Another policy stipulates that users must first sign an agreement that grants them “provisioning access” to use their mobile devices in conjunction with the hospital’s network and for care coordination purposes. Once a device is connected, Ardent sends a configuration file that programs the security settings, including password and encryption.
After rolling out its new policies and procedures, Ardent launched a program to educate clinicians and staff about the risks of using mobile devices—raising awareness, for example, of how easy it is for thieves to steal smartphones and iPads or for employees to misplace devices. The instruction explained why passwords, data encryption, and other security controls are required to prevent breaches and mitigate the consequences if mistakes should occur. The awareness program is now a regular part of orientation for new employees and of annual training of all employees held in conjunction with Ardent’s yearly compliance training.
Ardent’s security IT team conducts monthly, quarterly, and annual audits of its security practices, with progressively higher bars and levels of thoroughness to match the change in audit frequency.
Ardent also limits the types of apps that employees can download (from iTunes, for example). And it has installed security controls on the enterprise network and servers to minimize risk of unauthorized access, hacking, or viruses infecting clinical systems and data. Emails from and to a mobile device are automatically encrypted.
Mobile Health Equals a Competitive Edge
As health care shifts from fee-for-service to outcomes-based care delivery and payment, the ability to effectively engage patients in managing and coordinating care across the healthcare continuum will be critical to improving quality and reducing costs. Mobile health will be essential to achieving these goals. Organizations that institute mobile security strategies protecting ePHI will burnish their reputation for high-quality, cost-effective care and position themselves to better attract and retain patients and strengthen relationships with referring physicians.
Hays Green is healthcare policy practice lead, WPC, Brentwood, Tenn. (email@example.com).
Security of Personal Health Information: Regulatory Mandates and Penalties
Regardless of whether hospitals support mobility, they still are required to secure mobile data. Security is a major focus of the meaningful use requirements promulgated by the Centers for Medicare & Medicaid Services (CMS) and of provisions of the HITECH Act. The former requires hospitals to conduct a security risk assessment and address identified deficiencies. The latter mandates that “covered entities” under the Health Insurance Portability and Accountability Act (HIPAA) follow federal security protocols developed by the National Institute of Standards and Technology.

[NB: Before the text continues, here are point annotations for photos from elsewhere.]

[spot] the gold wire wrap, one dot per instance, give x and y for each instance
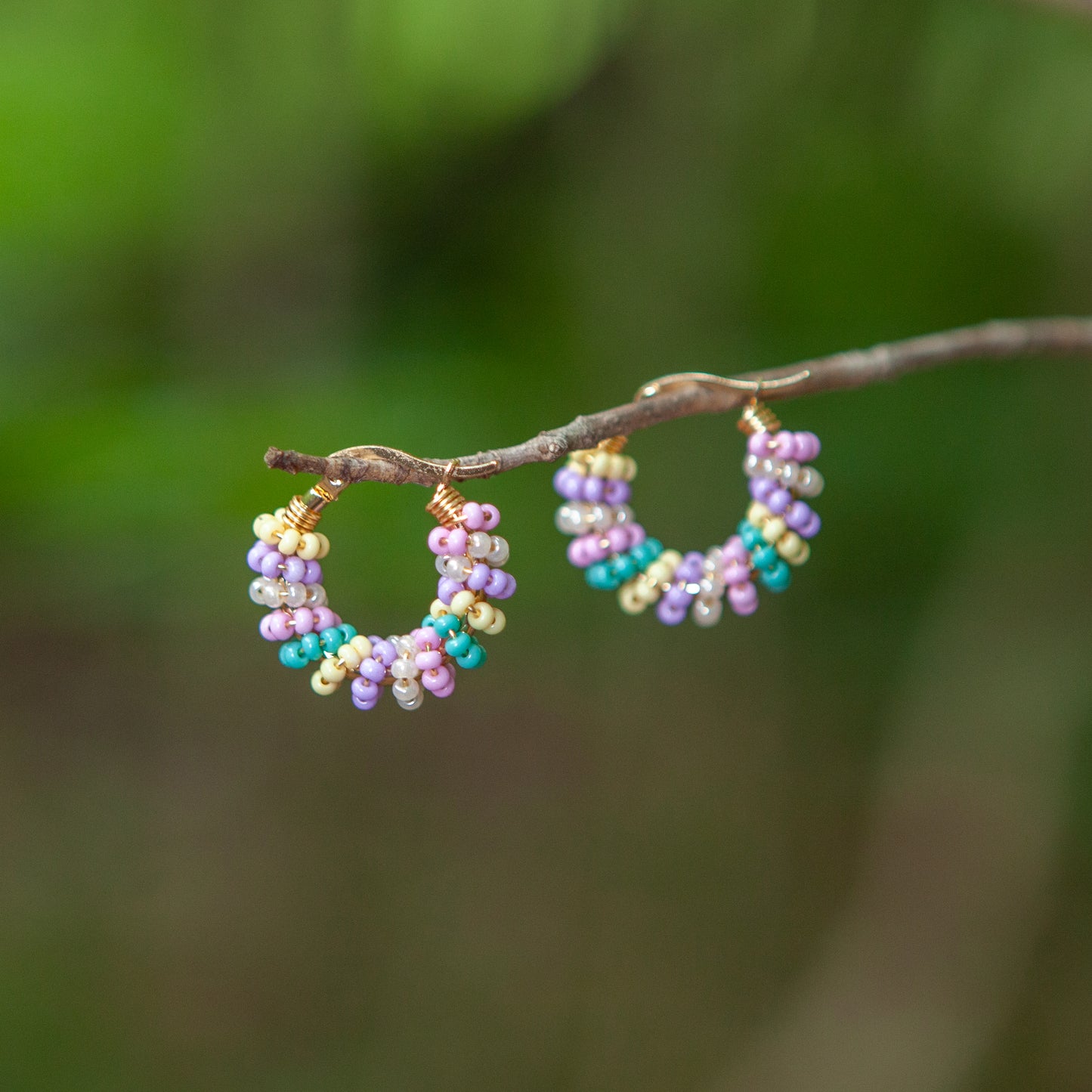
(758, 417)
(446, 506)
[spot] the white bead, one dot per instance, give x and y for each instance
(707, 610)
(404, 669)
(478, 545)
(295, 595)
(498, 552)
(458, 568)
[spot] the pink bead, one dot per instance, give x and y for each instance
(473, 517)
(743, 599)
(736, 572)
(758, 444)
(735, 551)
(426, 660)
(323, 618)
(618, 537)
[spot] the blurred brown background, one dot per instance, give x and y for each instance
(841, 846)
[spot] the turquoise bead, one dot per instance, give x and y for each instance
(777, 578)
(766, 557)
(474, 657)
(750, 534)
(599, 576)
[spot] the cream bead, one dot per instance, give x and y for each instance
(600, 466)
(323, 686)
(289, 542)
(461, 603)
(350, 657)
(498, 623)
(331, 670)
(773, 529)
(758, 512)
(308, 549)
(630, 599)
(481, 615)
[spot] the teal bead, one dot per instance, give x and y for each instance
(777, 578)
(292, 655)
(766, 557)
(474, 657)
(599, 576)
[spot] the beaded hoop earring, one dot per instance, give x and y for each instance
(469, 558)
(617, 555)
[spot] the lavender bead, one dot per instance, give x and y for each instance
(255, 554)
(447, 589)
(478, 578)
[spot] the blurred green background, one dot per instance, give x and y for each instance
(841, 846)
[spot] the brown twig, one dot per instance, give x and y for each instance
(999, 340)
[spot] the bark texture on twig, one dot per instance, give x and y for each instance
(999, 340)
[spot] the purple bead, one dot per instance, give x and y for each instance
(779, 500)
(271, 565)
(670, 615)
(568, 483)
(496, 582)
(447, 590)
(295, 568)
(478, 577)
(593, 490)
(677, 596)
(255, 554)
(616, 491)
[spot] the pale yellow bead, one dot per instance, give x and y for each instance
(480, 615)
(773, 529)
(350, 657)
(309, 545)
(331, 670)
(500, 621)
(320, 685)
(630, 599)
(289, 542)
(758, 512)
(461, 602)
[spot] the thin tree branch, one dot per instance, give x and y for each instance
(999, 340)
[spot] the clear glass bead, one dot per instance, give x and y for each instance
(458, 568)
(707, 610)
(295, 595)
(498, 552)
(478, 545)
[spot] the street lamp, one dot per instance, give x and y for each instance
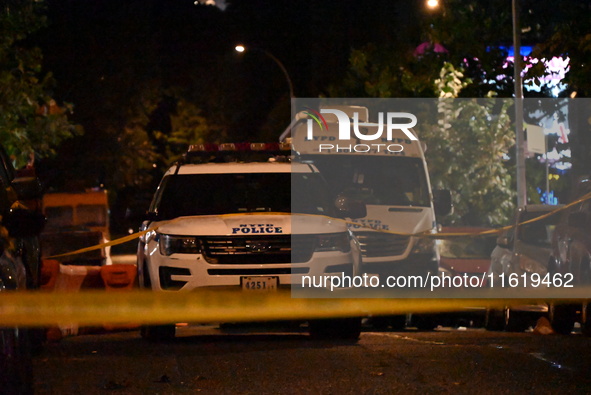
(241, 48)
(518, 86)
(432, 4)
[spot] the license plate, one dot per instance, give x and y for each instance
(259, 283)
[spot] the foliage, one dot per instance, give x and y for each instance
(30, 120)
(466, 151)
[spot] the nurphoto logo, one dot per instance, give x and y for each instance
(361, 131)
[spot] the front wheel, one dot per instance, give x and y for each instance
(562, 318)
(347, 329)
(158, 333)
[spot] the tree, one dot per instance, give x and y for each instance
(466, 151)
(31, 122)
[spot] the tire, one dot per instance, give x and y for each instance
(494, 320)
(514, 321)
(345, 329)
(586, 319)
(562, 318)
(158, 333)
(398, 322)
(424, 322)
(380, 323)
(16, 368)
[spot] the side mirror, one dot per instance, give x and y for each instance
(577, 220)
(23, 223)
(151, 216)
(442, 202)
(27, 188)
(503, 241)
(350, 208)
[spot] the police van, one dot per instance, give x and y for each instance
(224, 217)
(383, 165)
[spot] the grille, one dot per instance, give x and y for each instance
(223, 250)
(375, 244)
(256, 272)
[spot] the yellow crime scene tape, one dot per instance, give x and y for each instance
(429, 234)
(218, 306)
(36, 308)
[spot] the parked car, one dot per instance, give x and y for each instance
(459, 256)
(571, 260)
(466, 254)
(520, 259)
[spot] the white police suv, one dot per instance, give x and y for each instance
(228, 216)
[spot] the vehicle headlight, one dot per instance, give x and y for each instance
(333, 242)
(178, 245)
(424, 245)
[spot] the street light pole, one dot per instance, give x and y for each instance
(519, 138)
(242, 48)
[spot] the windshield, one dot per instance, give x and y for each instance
(475, 247)
(378, 180)
(538, 233)
(208, 194)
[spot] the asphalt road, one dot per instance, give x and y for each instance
(210, 360)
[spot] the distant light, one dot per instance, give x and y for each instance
(432, 3)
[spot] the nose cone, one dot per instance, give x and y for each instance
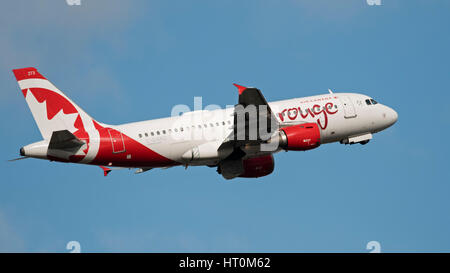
(391, 116)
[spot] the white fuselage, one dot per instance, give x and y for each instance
(348, 115)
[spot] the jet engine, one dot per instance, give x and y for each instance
(299, 137)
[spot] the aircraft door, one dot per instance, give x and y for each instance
(349, 108)
(117, 141)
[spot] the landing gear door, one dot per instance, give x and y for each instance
(349, 108)
(117, 141)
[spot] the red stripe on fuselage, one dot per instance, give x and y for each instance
(135, 154)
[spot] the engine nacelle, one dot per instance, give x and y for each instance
(300, 137)
(258, 166)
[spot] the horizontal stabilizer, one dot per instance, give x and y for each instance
(62, 140)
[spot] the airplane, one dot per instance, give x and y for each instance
(238, 141)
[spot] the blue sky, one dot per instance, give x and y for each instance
(126, 61)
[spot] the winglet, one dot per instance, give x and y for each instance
(240, 88)
(105, 170)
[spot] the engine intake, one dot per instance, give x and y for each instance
(258, 166)
(300, 137)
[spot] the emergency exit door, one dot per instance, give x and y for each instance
(117, 141)
(349, 108)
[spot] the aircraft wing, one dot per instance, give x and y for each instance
(254, 122)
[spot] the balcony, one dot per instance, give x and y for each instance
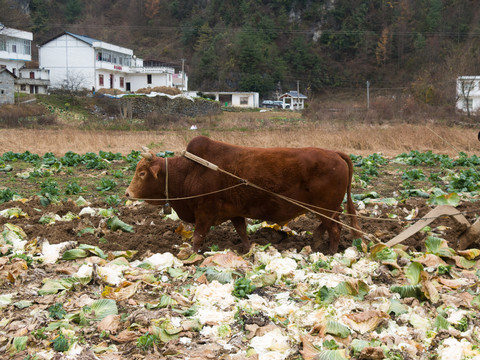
(28, 81)
(153, 70)
(113, 67)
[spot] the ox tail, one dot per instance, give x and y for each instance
(350, 206)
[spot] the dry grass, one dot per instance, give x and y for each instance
(359, 139)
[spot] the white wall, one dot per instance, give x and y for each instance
(139, 80)
(68, 58)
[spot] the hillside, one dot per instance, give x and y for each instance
(418, 47)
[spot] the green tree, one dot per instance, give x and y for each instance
(40, 15)
(73, 9)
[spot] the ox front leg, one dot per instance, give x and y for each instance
(241, 227)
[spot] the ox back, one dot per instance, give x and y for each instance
(313, 176)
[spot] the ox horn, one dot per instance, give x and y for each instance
(146, 154)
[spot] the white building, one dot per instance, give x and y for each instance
(239, 99)
(293, 100)
(15, 52)
(15, 48)
(32, 81)
(80, 62)
(7, 86)
(468, 93)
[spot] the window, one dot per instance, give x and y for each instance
(26, 47)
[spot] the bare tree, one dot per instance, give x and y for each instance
(465, 86)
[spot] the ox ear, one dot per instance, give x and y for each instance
(155, 168)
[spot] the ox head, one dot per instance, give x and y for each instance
(149, 179)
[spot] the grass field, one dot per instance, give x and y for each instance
(355, 139)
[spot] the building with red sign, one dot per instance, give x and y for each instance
(80, 62)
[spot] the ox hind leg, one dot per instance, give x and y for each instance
(241, 227)
(333, 229)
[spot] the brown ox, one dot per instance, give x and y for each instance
(310, 175)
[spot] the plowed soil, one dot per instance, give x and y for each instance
(154, 234)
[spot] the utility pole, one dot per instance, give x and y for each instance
(298, 94)
(183, 75)
(368, 94)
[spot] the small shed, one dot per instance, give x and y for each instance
(240, 99)
(7, 86)
(293, 100)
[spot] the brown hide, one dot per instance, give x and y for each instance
(311, 175)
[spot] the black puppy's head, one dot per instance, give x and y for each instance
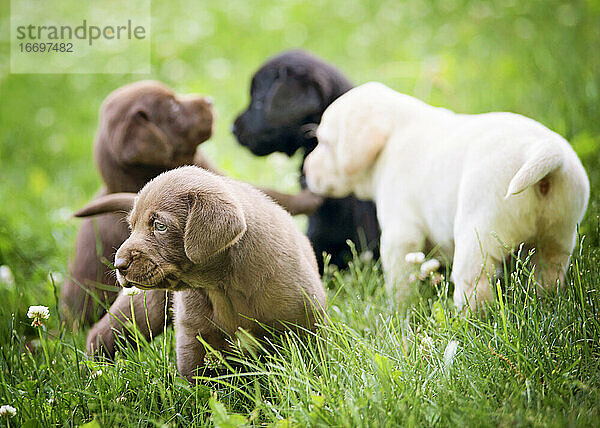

HITECH also has substantially stiffened HIPAA penalties based on the level of an organization’s culpability for a data breach. Before HITECH, the minimum penalty was $100 per violation, with a cap of $25,000 for all identical violations of the same provision in a calendar year (“HIPAA Administrative Simplification: Enforcement,” interim final rule, Federal Register, Oct. 30, 2009). It was possible for providers to escape the penalties if they demonstrated not knowing they had violated the law. However, HITECH eliminated that loophole and raised the annual cap to $1.5 million (news release, U.S. Department of Health & Human Services, “HHS Strengthens HIPAA Enforcement,” Oct. 30, 2009).